478269 Forward Genetic Screens for the Discovery of Functional Glucan Hydrolases in the Diatom Phaeodactylum Tricornutum

Monday, November 14, 2016
Grand Ballroom B (Hilton San Francisco Union Square)
Jonah Williams1,2,3, David Xing3, Michael Caballero3 and Graham Peers2,3, (1)Department of Chemical and Biochemical Engineering, Rutgers University, Piscataway, NJ, (2)Colorado Center for Biorefining and Bioproducts, Boulder, CO, (3)Department of Biology, Colorado State University, Fort Collins, CO

Phaeodactylum tricornutum is a marine diatom that is a promising candidate for advanced biofuel and bioproduct production.

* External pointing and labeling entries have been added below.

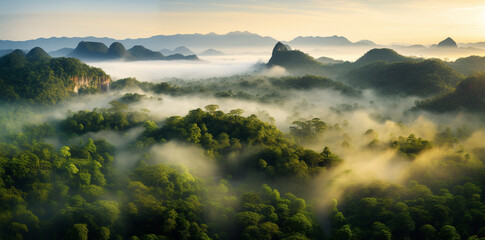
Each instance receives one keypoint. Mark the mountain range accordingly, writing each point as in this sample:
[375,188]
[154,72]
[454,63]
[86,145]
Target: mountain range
[98,51]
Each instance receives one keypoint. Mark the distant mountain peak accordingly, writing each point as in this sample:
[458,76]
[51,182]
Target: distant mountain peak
[280,47]
[381,54]
[448,42]
[37,54]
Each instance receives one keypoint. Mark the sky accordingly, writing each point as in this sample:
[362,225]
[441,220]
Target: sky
[382,21]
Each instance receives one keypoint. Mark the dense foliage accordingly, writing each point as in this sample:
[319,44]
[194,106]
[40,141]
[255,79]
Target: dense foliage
[41,79]
[224,134]
[426,78]
[469,96]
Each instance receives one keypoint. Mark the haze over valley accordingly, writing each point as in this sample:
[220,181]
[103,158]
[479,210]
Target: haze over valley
[242,135]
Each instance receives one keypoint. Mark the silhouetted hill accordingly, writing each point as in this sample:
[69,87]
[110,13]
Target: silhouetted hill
[90,51]
[381,54]
[448,43]
[199,41]
[327,60]
[469,95]
[4,52]
[182,50]
[469,65]
[141,53]
[425,78]
[14,59]
[37,77]
[99,52]
[365,43]
[37,54]
[292,60]
[211,52]
[181,57]
[116,50]
[61,52]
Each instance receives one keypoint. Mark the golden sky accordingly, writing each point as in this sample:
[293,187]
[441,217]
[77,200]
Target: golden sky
[384,22]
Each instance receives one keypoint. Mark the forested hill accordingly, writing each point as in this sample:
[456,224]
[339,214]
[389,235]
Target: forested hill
[469,96]
[98,51]
[37,77]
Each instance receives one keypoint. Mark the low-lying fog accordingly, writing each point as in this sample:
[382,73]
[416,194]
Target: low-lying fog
[156,71]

In order to further utilize this organism as a feedstock, it is crucial that researchers fully understand all aspects of the metabolic pathways involved in carbon storage and breakdown. Unlike many other species of algae, diatoms store sugars as chrysolaminarin, a polymer of glucose connected by β-1,3 bonds with minimal β-1,6-branching. Presumably, these polymers are hydrolyzed by unknown endo- and exo-1,3-β-glucanases. To identify these putative hydrolases, this project employed a forward genetic screen with a cDNA library of P. tricornutum using Escherichia coli as a surrogate host. We first established that E. coli was not able to utilize laminarin, a practical equivalent of chrysolaminarin, as a sole carbon source. We then transformed E. coli with the cDNA library to pick clones that were able to grow on laminarin-medium. The clones presumably contain the candidate β-glucanases of P. tricornutum. Preliminary findings include optimizing selective M9+Laminarin media, categorizing the growth behavior of E. coli on the media, and developing concrete screening parameters. This work may open doors for scientists interested in further engineering carbon fluxes in P. tricornutum for energy applications, in addition to researchers looking to further develop and expand forward genetics screens not only in this diatom, but other organisms as well.